WASHINGTON -- John Kerry bid farewell to the U.S. Senate Wednesday, insisting the institution isn't broken even as he detailed exactly how it is and pleaded for his soon-to-be former colleagues to do better.
"On occasion we have all heard a senator leave here and take their leave condemning the Senate for being broken, for having become an impossible setting in which to try to do the people's business," said the Massachusetts Democrat, who is about to take up his new role as secretary of state.
"I do not believe the Senate is broken, certainly not as an institution," said Kerry, even as the body has seen nearly 400 filibusters over the last several years and the last session of Congress was one of the least productive in history. "There's nothing wrong with the Senate that can't be fixed by what's right about the Senate."

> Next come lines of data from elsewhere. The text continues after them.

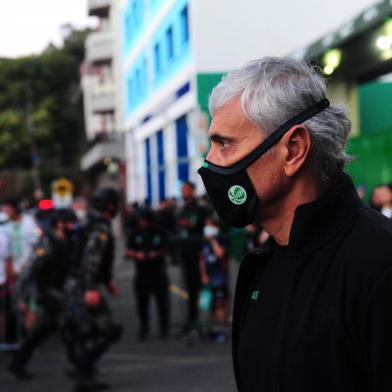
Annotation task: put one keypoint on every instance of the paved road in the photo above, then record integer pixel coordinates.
(165, 366)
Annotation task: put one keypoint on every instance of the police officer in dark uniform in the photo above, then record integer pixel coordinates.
(50, 267)
(191, 220)
(89, 328)
(148, 247)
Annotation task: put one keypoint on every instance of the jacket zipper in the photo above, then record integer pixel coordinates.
(280, 332)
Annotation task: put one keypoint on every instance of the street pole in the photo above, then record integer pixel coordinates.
(38, 193)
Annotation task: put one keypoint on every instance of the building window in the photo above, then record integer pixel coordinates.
(182, 149)
(147, 151)
(157, 57)
(184, 25)
(170, 43)
(161, 165)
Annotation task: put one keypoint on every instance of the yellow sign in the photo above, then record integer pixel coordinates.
(62, 187)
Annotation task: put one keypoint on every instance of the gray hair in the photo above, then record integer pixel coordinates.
(273, 90)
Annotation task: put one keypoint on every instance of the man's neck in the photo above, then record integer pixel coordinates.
(279, 221)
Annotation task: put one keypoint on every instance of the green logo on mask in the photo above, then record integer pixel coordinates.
(237, 194)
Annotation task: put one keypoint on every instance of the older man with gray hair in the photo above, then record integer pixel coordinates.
(313, 306)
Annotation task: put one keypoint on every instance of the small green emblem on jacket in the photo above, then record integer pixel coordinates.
(255, 295)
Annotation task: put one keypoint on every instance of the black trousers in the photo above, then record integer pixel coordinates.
(152, 282)
(46, 325)
(190, 265)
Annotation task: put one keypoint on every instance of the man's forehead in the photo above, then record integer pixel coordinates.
(230, 120)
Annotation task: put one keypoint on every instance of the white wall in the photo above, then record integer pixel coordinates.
(229, 33)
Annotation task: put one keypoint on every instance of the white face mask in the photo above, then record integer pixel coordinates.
(210, 231)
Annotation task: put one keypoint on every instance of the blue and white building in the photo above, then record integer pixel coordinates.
(168, 54)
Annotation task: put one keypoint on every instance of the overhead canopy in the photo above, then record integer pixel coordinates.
(367, 20)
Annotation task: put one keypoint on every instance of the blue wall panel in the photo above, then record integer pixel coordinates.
(182, 149)
(147, 145)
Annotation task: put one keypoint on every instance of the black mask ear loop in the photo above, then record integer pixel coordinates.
(272, 139)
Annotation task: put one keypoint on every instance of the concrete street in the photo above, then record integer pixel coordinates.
(174, 365)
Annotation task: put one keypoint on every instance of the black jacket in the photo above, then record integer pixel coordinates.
(335, 330)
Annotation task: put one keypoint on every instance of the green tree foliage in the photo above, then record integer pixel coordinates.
(48, 87)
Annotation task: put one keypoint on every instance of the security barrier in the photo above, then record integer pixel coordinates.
(10, 317)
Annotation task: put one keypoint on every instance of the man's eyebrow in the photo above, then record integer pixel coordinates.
(217, 137)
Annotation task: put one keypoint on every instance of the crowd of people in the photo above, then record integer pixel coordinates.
(54, 272)
(54, 267)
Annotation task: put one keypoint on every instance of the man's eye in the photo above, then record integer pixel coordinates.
(224, 144)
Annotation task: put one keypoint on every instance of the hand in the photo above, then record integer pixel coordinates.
(140, 256)
(112, 289)
(23, 308)
(204, 279)
(92, 298)
(153, 254)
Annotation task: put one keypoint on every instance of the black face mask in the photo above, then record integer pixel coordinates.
(229, 187)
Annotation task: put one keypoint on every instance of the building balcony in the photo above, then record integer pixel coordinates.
(105, 146)
(99, 8)
(103, 98)
(99, 47)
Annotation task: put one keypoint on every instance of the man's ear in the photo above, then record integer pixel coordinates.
(297, 143)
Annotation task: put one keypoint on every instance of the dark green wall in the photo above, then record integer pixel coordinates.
(375, 106)
(373, 164)
(205, 83)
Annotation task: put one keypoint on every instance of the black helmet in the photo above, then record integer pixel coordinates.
(63, 215)
(106, 200)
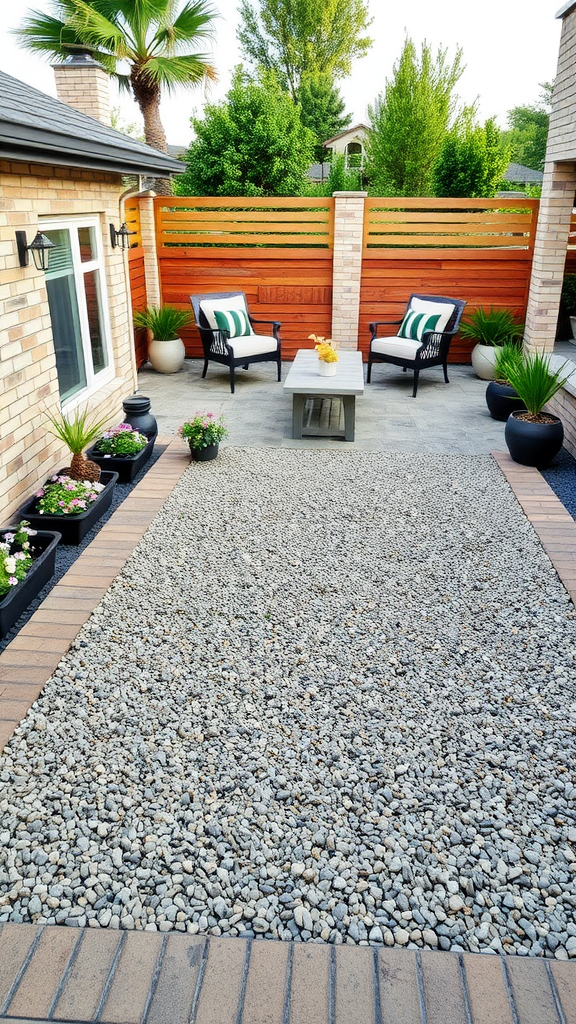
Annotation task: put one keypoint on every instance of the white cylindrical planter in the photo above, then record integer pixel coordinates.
(167, 356)
(484, 358)
(326, 369)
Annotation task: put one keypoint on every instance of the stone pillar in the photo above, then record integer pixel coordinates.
(348, 236)
(549, 255)
(83, 84)
(148, 235)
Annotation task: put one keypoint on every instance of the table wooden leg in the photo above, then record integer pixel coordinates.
(348, 401)
(297, 415)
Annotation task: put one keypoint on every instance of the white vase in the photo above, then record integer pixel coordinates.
(484, 358)
(326, 369)
(167, 356)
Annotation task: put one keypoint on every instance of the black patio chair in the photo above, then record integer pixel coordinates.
(423, 340)
(233, 350)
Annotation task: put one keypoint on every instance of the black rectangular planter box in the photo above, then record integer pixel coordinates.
(14, 603)
(73, 527)
(127, 466)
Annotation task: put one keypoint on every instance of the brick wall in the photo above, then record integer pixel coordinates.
(28, 370)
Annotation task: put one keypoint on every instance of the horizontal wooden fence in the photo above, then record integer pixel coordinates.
(477, 250)
(280, 252)
(277, 251)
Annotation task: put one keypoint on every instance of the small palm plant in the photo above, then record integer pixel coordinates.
(508, 355)
(535, 382)
(77, 435)
(164, 322)
(492, 328)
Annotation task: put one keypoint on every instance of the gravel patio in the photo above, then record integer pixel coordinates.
(329, 698)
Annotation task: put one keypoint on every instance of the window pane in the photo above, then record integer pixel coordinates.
(99, 359)
(87, 242)
(64, 315)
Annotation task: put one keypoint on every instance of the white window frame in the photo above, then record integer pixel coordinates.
(93, 381)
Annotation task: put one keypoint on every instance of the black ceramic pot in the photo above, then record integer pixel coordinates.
(205, 454)
(14, 603)
(73, 527)
(501, 400)
(533, 443)
(137, 414)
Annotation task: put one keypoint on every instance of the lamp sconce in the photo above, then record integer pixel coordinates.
(120, 238)
(39, 247)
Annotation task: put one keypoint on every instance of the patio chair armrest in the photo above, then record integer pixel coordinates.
(374, 327)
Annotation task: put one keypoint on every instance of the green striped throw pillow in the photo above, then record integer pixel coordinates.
(235, 322)
(414, 325)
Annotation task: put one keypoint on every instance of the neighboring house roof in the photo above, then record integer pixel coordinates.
(517, 172)
(350, 131)
(37, 128)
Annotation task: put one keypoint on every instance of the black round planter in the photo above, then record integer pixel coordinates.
(138, 416)
(533, 443)
(205, 454)
(501, 400)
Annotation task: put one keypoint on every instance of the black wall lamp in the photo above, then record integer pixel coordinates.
(39, 247)
(120, 237)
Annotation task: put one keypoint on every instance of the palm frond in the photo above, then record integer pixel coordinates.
(194, 22)
(536, 382)
(186, 70)
(76, 433)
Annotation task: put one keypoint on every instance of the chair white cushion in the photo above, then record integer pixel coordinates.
(254, 344)
(422, 315)
(403, 348)
(208, 306)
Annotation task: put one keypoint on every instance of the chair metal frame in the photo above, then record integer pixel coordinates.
(434, 348)
(216, 343)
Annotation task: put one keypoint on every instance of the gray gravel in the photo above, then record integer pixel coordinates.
(330, 698)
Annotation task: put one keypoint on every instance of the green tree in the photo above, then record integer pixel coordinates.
(409, 121)
(158, 39)
(529, 130)
(292, 37)
(322, 109)
(252, 143)
(472, 160)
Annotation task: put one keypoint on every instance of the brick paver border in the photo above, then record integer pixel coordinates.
(114, 977)
(553, 524)
(28, 662)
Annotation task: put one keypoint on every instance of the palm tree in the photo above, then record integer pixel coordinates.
(156, 38)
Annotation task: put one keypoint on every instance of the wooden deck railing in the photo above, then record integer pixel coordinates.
(450, 223)
(279, 222)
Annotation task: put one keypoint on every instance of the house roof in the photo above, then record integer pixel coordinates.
(37, 128)
(348, 131)
(518, 172)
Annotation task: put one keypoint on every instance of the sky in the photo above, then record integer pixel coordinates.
(509, 46)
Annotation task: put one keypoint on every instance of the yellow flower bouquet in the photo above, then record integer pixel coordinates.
(325, 348)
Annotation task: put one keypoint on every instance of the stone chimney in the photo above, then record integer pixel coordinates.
(83, 84)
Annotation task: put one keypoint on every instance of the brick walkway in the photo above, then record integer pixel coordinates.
(64, 974)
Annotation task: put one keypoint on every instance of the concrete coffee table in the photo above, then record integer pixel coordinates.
(303, 382)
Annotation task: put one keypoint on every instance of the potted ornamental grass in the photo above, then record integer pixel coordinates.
(327, 354)
(203, 433)
(165, 351)
(122, 450)
(489, 329)
(74, 499)
(533, 436)
(500, 395)
(27, 562)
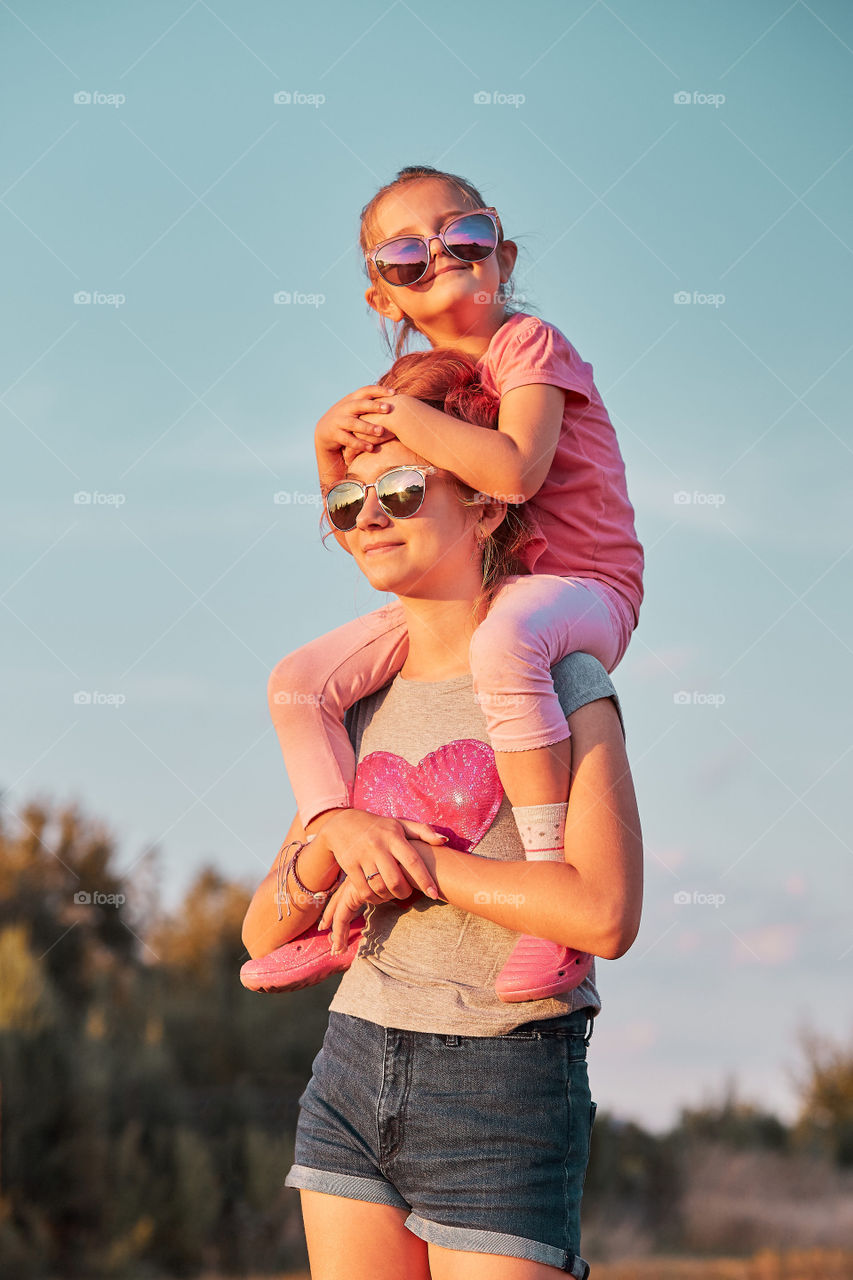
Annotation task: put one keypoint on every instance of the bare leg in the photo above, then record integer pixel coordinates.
(455, 1265)
(350, 1239)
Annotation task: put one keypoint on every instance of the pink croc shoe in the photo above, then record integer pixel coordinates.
(301, 963)
(538, 969)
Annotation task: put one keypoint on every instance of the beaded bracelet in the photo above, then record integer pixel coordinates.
(282, 892)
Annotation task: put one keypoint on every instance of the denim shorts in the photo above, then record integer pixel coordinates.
(484, 1139)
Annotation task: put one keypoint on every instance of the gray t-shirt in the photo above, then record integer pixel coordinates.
(425, 965)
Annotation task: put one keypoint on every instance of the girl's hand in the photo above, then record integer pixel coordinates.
(364, 844)
(342, 428)
(341, 910)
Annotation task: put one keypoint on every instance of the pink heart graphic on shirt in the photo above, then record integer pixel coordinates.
(455, 789)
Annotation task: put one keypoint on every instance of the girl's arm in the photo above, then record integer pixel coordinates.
(510, 465)
(318, 869)
(363, 842)
(593, 900)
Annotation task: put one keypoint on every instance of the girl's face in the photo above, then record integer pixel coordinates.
(432, 554)
(465, 293)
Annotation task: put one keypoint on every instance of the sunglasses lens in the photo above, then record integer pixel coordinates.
(402, 261)
(471, 238)
(401, 493)
(343, 502)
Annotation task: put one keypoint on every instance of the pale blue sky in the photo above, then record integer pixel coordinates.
(197, 197)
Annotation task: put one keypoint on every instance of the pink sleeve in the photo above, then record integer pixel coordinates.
(537, 352)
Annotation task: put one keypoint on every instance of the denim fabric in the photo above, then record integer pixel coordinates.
(484, 1139)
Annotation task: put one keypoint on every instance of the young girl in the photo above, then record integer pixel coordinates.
(438, 265)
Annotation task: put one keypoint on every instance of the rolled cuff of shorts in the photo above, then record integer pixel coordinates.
(372, 1189)
(473, 1240)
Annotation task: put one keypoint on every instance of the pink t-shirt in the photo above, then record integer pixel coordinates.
(583, 517)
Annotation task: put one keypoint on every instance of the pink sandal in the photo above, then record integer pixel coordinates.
(538, 969)
(301, 963)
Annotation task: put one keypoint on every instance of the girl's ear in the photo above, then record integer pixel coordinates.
(506, 255)
(381, 302)
(492, 516)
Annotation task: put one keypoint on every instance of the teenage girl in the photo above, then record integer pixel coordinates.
(438, 265)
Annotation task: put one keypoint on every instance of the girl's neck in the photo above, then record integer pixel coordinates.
(474, 339)
(439, 632)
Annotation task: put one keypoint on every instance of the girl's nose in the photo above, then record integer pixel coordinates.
(372, 513)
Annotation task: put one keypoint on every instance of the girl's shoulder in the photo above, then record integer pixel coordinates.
(523, 329)
(525, 342)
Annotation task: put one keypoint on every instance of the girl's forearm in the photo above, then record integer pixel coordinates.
(263, 931)
(548, 900)
(459, 447)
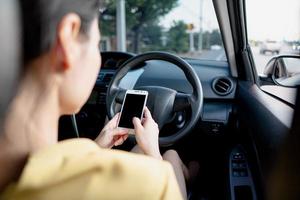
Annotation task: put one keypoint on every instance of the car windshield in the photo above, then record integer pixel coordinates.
(188, 28)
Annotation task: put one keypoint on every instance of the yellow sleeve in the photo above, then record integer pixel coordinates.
(79, 169)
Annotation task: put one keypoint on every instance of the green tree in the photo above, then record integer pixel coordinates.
(178, 38)
(140, 14)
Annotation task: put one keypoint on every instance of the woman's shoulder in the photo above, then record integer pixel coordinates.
(79, 167)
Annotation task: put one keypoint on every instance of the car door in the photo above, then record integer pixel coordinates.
(264, 117)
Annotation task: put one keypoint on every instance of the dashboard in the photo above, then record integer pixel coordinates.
(218, 90)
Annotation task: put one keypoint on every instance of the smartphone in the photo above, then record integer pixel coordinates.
(133, 106)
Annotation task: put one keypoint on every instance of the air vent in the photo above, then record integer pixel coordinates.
(222, 86)
(105, 77)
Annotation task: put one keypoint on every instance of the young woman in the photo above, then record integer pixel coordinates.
(61, 63)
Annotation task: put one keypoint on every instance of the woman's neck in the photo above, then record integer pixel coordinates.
(31, 123)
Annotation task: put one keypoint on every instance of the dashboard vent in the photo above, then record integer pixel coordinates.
(222, 86)
(105, 77)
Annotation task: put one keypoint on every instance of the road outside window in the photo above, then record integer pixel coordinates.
(273, 29)
(188, 28)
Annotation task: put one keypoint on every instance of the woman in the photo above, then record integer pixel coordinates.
(62, 61)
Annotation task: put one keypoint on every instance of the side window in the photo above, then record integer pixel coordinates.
(274, 36)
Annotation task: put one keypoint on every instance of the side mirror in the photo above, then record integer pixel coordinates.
(284, 70)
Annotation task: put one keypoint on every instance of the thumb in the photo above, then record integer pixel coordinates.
(137, 125)
(119, 131)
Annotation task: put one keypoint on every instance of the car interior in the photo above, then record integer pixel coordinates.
(215, 112)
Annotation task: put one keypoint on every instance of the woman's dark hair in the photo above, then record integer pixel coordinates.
(41, 17)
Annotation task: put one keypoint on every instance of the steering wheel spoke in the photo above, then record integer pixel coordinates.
(163, 102)
(182, 102)
(120, 94)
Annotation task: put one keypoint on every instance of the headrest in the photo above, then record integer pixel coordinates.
(10, 47)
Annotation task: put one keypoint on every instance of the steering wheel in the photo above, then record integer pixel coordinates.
(162, 102)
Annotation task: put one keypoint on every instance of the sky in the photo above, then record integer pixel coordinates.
(266, 19)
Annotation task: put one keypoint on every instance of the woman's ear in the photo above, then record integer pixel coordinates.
(67, 48)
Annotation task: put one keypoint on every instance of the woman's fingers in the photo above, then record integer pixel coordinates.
(137, 125)
(113, 122)
(147, 113)
(120, 140)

The Senate started this session by tweaking its rules on the filibuster, but Kerry insisted the rules aren't the problem -- it's the craven ambition of the lawmakers who make up its members.
"It's not the rules that confound us, per se. It's the choices people make about those rules," Kerry said.
"Frankly, the problems that we live through today come from individual choices of senators themselves, not the rules," he added. "When an individual senator or a colluding caucus determine that the comity essential to an institution like the Senate is a barrier to individual ambition or party ambition, the country loses.
"Those are the moments in which the Senate fulfills not its responsibility to the people, but its reputation as a sanctuary of gridlock."
Kerry argued that there are three things harming politics in America and the upper chamber of Congress -- the lack of comity, a deluge of money and a disregard for facts that makes honest debate impossible.
"I note these three challenges because I believe the Senate is going to be locked into stalemate, or our politics are going to be irreversibly poisoned, unless we break out," Kerry said.
Kerry, a Vietnam war veteran, also pointed to signs of hope, noting how the Senate now has 20 women and an openly gay member. He also said that developing close relationships is always possible, recalling how he and Sen. John McCain (R-Ariz.) shared a poignant moment and found common ground when they visited the cell in Vietnam where McCain had been held prisoner during that war.
It is by developing such relationships that the Senate can heal itself, Kerry argued.
"The Senate can still work if we listen to and learn from each other," he said. "Let us in the Senate, or in the House, be bigger than our own districts."
He also made what sounded like a plea for his colleagues not to meddle in his own future trying to deal with America's foreign policy.
"They say that politics stops at the water's edge. That is obviously not always true," Kerry said. "But if we care for our country, politics has its limits at home and abroad. As I leave here, I do so knowing that forever the Senate will be in my soul and that our country is my cause and yours."